Let's assume that the sum of the numbers in each row is given by R, and the sum of the numbers in each column is given by C. We can then write the following equations:
a + b + c = R
d + e + f = R
g + h + i = R
a + d + g = C
b + e + h = C
c + f + i = C
a + e + i = C
c + e + g = C
We can then solve these equations to get:
a = (2C - R - e - i) / 2
b = (2C - R - d - f) / 2
c = (2C - R - e - g) / 2
h = (2C - R - b - e) / 2
g = (2C - R - h - i) / 2
f = (2C - R - d - b) / 2
Substituting these expressions into the equation for the sum of all the numbers in the cube, we get:
a + b + c + d + e + f + g + h + i = 45
Simplifying and rearranging terms, we get:
5C - 3R = 45
This equation implies that C and R must be odd and differ by a multiple of 3. However, this is not possible, since the sum of the numbers in each row, column, and diagonal of a 3x3 cube must be equal to 15, which is an odd number. Therefore, it is impossible to construct a semi-magic cube of order 3 using only cubes as the entries.
Navin Kumar shah
I got other magic square table which is similar to the Lee shallow magic square. Sadly, one of the diagonal sum is 465708.
218^2 , 313^2 , 314^2
103^2 , 394^2 , 302^2
446^2 , 62^2 , 233^2
Sum is 257049
navin@371kumarshah
Wellspring
I have a solution for a 4×4×4 magic cube.

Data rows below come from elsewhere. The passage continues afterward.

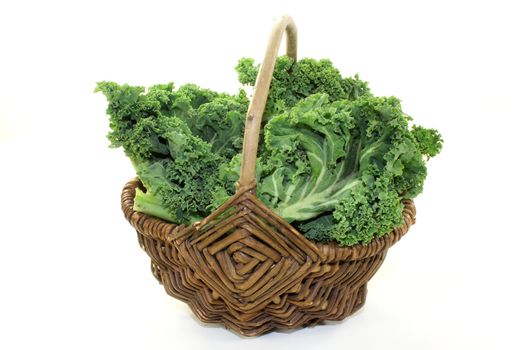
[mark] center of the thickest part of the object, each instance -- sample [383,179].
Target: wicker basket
[243,266]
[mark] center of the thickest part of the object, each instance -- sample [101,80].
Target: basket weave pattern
[252,272]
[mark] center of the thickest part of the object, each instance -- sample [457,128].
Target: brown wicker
[243,266]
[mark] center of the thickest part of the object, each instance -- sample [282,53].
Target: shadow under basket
[254,275]
[244,266]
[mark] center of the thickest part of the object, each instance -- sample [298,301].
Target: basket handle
[260,95]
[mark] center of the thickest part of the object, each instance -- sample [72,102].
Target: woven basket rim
[162,229]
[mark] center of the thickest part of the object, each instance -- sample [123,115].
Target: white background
[72,274]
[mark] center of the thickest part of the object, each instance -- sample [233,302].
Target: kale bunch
[334,160]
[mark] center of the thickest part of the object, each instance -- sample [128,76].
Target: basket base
[347,303]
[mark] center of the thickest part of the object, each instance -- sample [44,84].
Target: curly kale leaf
[293,81]
[177,168]
[354,160]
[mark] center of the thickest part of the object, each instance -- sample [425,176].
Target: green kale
[293,81]
[333,160]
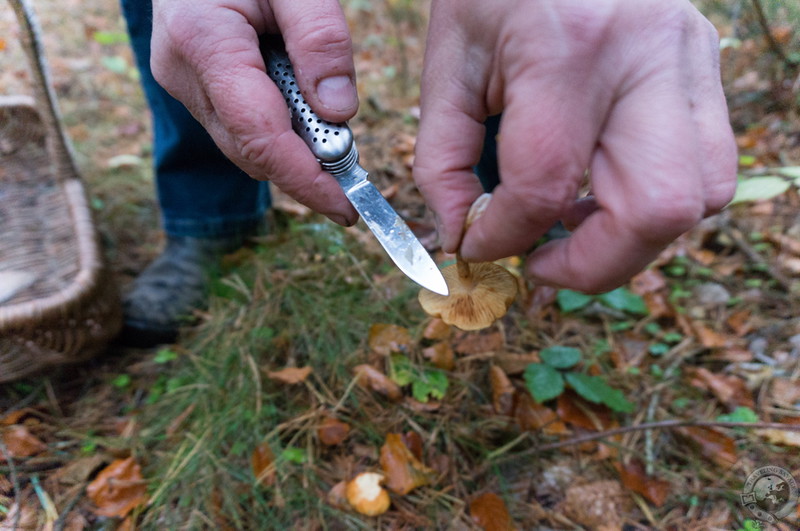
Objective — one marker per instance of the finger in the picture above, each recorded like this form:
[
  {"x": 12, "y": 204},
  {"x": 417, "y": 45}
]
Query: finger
[
  {"x": 718, "y": 161},
  {"x": 646, "y": 179},
  {"x": 250, "y": 122},
  {"x": 544, "y": 148},
  {"x": 318, "y": 42},
  {"x": 451, "y": 134}
]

I even disprove the Quist constraints
But Christian Boyer doesn't answer his email...
Navin451
I have three different magic square tables, each consisting of nine perfect square numbers. In each table, all rows, all columns, and one of the diagonals have equal sums, but unfortunately, the other diagonal does not have the same sum.
1418^2 , 6271^2 , 2162^2
6049^2 , 2458^2 , 1838^2
2722^2 , 802^2 , 6161^2
sum=46010409 and one diagonal's sum is 18125292
2458^2 , 6271^2 , 2729^2
6049^2 , 2969^2 , 2722^2
3191^2 , 2162^2 , 6161^2
Sum = 52814646 and one diagonal’s sum is 26444883
1418^2 , 6271^2 , 2729^2
6049^2 , 2969^2 , 1838^2
3191^2 , 802^2 , 6161^2
Sum = 48783606 and one diagonal’s sum is 26444883.